Pamiątki, czyli nieodłączny element podróży w czasie.
Data publikacji 3 stycznia 2021
Rozejrzyj się proszę dookoła, widzisz? Tak, dokładnie, mam na myśli tę ramkę, Twoja? Doskonale wiesz, czym jest ta ramka, to pamiątka z pierwszej komunii świętej. Masz tego więcej, prawda? Chrzest, bierzmowanie, ślub, osiemnaste urodziny. Grzebiąc głębiej doszukasz się również kartek pamiątkowych z życzeniami od bliskich. To cały folder wspomnień z Twojego życia, zamknięty gdzieś w murach Twojego domu. Ale czy pamiątki ograniczają się tylko i wyłącznie do ważnych wydarzeń z naszego życia?
Pamiątki to nie tylko kartki z brokatem
Słownik języka polskiego PWN definiuje pamiątki jako: „podarek, upominek przypominający jakąś osobę, miejsce lub zdarzenie, związane z pamięcią o kimś lub o czymś”. Ze słownikiem nie będziemy się kłócić, a posłużymy się jego wiedzą w celu uzyskania dodatkowych informacji na temat grupowania pamiątek. O jednych zostało wspomniane we wstępie, natomiast pozostają jeszcze dwie kwestie; pierwsza, czyli najważniejsza – pamiątka po kimś, kto był bliski naszemu sercu, oraz druga, przypominająca nam o miejscu, które odwiedziliśmy, co również stanowi odrębną część naszej historii.

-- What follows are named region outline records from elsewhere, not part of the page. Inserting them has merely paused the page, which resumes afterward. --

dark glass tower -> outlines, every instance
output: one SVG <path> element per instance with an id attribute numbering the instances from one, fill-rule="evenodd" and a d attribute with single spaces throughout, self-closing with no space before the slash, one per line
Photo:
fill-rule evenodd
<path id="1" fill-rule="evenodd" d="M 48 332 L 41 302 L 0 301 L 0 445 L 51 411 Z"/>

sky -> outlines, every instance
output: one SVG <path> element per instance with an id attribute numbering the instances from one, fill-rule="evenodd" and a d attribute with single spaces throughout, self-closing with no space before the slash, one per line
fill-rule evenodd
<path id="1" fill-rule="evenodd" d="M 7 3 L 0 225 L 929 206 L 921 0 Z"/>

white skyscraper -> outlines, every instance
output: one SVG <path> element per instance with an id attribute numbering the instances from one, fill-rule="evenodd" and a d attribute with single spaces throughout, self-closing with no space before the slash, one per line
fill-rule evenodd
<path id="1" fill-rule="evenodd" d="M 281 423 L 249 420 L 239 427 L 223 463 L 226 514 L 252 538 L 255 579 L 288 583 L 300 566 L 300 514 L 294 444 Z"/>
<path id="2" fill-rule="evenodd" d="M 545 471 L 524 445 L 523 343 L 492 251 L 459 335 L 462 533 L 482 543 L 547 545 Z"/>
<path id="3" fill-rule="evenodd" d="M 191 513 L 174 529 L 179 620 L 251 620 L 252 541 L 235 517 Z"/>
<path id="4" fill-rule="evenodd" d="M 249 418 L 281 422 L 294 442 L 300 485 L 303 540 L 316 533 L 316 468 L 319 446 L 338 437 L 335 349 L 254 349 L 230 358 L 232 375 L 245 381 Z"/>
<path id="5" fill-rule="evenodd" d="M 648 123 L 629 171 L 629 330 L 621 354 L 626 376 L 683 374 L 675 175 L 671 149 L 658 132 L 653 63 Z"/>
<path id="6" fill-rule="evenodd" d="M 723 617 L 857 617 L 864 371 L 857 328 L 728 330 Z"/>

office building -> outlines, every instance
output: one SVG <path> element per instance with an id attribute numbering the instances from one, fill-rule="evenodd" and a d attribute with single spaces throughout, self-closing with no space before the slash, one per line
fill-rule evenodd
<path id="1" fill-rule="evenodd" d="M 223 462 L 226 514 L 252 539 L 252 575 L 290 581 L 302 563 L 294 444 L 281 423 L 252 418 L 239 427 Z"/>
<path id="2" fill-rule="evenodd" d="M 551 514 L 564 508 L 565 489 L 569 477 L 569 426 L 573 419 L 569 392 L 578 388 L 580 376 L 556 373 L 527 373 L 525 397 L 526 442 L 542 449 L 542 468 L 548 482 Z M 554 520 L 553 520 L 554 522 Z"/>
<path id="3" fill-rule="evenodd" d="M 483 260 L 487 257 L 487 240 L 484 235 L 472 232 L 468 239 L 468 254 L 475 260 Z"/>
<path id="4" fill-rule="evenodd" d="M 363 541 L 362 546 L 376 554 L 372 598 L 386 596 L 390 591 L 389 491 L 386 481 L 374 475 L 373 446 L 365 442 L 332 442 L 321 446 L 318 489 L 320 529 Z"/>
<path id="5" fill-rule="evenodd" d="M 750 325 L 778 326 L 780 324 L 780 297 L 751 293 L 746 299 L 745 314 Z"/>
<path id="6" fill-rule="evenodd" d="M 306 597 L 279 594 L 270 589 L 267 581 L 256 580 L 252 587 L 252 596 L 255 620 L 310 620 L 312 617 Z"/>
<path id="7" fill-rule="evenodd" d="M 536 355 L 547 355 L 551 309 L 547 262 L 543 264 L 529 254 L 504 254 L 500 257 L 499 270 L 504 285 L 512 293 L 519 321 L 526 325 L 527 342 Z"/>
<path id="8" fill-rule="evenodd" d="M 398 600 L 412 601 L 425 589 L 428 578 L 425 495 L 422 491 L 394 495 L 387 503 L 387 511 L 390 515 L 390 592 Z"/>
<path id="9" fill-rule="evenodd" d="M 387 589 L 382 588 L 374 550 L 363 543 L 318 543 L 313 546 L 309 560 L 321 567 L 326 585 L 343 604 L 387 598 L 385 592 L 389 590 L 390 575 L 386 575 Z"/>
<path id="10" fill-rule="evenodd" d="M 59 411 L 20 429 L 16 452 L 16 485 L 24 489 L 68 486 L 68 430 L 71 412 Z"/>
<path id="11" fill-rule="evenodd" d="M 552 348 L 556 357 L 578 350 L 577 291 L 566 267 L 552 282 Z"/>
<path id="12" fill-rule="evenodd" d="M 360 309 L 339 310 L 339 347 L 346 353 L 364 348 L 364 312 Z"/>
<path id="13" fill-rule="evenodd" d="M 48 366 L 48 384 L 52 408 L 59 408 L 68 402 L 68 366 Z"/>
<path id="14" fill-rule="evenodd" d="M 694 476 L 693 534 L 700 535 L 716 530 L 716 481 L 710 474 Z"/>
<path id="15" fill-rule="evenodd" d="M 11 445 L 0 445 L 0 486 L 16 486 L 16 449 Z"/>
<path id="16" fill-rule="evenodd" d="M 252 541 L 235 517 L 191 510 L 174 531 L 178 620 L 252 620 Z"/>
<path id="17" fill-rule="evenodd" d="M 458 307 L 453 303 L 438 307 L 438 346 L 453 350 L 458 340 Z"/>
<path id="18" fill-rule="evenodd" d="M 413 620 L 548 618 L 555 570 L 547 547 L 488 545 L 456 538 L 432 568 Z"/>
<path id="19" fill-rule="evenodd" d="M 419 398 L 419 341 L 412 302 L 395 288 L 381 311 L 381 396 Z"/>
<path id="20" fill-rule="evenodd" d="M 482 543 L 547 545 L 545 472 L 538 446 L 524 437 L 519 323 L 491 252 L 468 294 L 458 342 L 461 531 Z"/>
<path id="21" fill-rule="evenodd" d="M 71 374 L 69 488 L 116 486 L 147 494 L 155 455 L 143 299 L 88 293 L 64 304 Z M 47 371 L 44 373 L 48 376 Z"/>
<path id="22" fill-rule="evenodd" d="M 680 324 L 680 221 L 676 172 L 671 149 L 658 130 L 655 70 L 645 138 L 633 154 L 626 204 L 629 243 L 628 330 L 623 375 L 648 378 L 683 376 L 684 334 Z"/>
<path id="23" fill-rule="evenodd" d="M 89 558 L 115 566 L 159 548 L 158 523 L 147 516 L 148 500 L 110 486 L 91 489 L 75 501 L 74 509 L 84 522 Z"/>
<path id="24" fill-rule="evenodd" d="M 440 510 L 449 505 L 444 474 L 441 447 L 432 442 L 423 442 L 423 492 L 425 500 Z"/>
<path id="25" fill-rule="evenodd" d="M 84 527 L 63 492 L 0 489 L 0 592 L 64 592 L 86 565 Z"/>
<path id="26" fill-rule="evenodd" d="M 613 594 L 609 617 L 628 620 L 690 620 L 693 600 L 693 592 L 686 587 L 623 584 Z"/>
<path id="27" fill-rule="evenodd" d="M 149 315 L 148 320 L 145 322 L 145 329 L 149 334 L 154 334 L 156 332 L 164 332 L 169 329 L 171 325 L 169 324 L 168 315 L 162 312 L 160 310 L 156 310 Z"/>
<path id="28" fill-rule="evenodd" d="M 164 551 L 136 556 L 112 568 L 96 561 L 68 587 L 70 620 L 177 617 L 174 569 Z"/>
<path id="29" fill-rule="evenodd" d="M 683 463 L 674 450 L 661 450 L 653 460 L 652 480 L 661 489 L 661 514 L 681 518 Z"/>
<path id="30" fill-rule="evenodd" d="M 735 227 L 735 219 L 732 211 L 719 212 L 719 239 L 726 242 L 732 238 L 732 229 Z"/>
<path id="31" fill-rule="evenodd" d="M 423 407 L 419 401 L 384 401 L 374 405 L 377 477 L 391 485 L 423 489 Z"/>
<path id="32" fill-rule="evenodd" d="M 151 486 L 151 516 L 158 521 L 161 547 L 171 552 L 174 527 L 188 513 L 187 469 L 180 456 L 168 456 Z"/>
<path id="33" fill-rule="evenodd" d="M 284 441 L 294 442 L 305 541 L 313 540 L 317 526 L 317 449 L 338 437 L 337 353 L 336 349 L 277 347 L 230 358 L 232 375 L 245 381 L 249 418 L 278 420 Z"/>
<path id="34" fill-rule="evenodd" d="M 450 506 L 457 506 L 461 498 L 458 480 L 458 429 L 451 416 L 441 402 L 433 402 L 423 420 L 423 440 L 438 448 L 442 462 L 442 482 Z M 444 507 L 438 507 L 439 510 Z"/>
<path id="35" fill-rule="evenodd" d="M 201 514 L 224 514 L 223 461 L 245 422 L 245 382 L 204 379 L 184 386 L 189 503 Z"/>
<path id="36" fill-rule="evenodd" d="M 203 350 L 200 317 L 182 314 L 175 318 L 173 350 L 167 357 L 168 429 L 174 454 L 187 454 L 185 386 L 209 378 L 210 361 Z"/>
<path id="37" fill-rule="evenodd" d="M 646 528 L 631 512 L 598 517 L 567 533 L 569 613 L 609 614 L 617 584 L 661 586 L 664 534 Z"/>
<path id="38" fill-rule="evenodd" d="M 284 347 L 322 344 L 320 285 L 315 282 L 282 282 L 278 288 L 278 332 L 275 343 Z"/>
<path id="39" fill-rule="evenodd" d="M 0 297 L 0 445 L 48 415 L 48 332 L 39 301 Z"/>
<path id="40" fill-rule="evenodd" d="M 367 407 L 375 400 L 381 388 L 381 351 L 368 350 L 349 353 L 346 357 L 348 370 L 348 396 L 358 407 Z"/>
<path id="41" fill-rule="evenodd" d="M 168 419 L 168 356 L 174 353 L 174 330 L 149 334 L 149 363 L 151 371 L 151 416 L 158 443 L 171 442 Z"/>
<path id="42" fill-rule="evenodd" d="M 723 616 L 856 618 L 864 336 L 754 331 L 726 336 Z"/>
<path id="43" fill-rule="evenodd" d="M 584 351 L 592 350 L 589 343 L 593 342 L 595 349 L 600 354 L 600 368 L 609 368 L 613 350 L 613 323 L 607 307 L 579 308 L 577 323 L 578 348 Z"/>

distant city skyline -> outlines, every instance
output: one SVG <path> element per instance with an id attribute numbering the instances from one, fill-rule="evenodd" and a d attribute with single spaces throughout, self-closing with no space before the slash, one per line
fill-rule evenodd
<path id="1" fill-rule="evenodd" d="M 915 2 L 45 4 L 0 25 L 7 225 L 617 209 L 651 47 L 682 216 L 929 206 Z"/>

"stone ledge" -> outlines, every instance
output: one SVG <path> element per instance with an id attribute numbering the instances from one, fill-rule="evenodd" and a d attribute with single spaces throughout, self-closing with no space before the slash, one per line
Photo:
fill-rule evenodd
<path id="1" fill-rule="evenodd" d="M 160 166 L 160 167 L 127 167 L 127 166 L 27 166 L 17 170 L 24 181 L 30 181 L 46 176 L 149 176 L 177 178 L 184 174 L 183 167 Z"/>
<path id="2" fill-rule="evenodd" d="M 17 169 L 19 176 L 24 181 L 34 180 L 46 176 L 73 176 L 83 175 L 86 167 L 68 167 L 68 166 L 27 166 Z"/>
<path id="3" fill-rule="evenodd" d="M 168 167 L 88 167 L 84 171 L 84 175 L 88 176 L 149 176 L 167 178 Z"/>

Ludzie przychodzą i odchodzą dalej, a nasz wpływ na to jest niewielki. Tyle że tych ludzi możemy do siebie ściągnąć, a słowo „odchodzić” ma więcej niż jedno znaczenie. Odejść można po prostu, zabrać się i pójść, ale można też odejść do innego, lepszego świata, mówiąc krótko – umrzeć. Nie ma nic gorszego niż dosłowna śmierć, ale jest coś, co sprawia, że dana osoba „non omnis moriar”, nie umrze całkowicie („nie wszystek umrę” z pieśni Horacego). Przez co człowiek żyje wiecznie? Przez pamiątki, rzecz jasna. Naszyjniki i pierścionki po babci, stara siekiera dziadka, mądrości przekazywane nam przez nich, korzystamy z tego do dziś. Albumy ze starymi zdjęciami, pamięć, ludzie, miejsce ujęte na jednej fotografii. Tego jest o wiele więcej.
Przyszedł czas na długo wyczekiwany wyjazd zagranicę, na który w końcu mogliśmy sobie pozwolić. Hiszpania, Paryż, Big Ben w Londynie, brak aparatu, coś poszło nie tak. Już nie chodzi o to, żeby znajomi widzieli, że nas stać, tylko o to, że poza własną pamięcią nie mamy żadnych elementów przypominających nam tamten wyjazd. W drodze na lotnisko, przygotowując się na powrót, nagle zauważamy mały sklep z pamiątkami. Zakup kilku magnesów na lodówkę, breloczków i tym podobnych nie zajmie przecież dużo czasu, a uratuje naszą pamięć i pozwoli nam częściej wracać do tych ciepłych chwil. Rozumiecie już, o co chodzi z tymi pamiątkami?
Żyj chwilą, ale wracaj do dobrych wspomnień
Marzyć i wspominać nie zabroni nam nikt. Różnica między tymi dwoma słowami jest taka, że marzenia nie zawsze mają moc sprawczą, a wspomnienia już są zdobyte, są puzzlami, z których układa się nas. Dzięki pamiątkom możemy błyskawicznie przenieść się do historii i poczuć się tak, jak w tamtym momencie. Czas ucieka nieubłaganie, na co również mamy dowód w postaci pamiątek z I i II wojny światowej, epoki kamienia łupanego i wielu, wielu innych.
Wracając do Homera – on wybudował pomnik, to najważniejsza pamiątka po nim. Oprócz niego mamy mnóstwo naszych rodaków, którzy pozostawili po sobie pamiątki w postaci literatury. Pytanie brzmi: jaki pomnik wybudujesz Ty?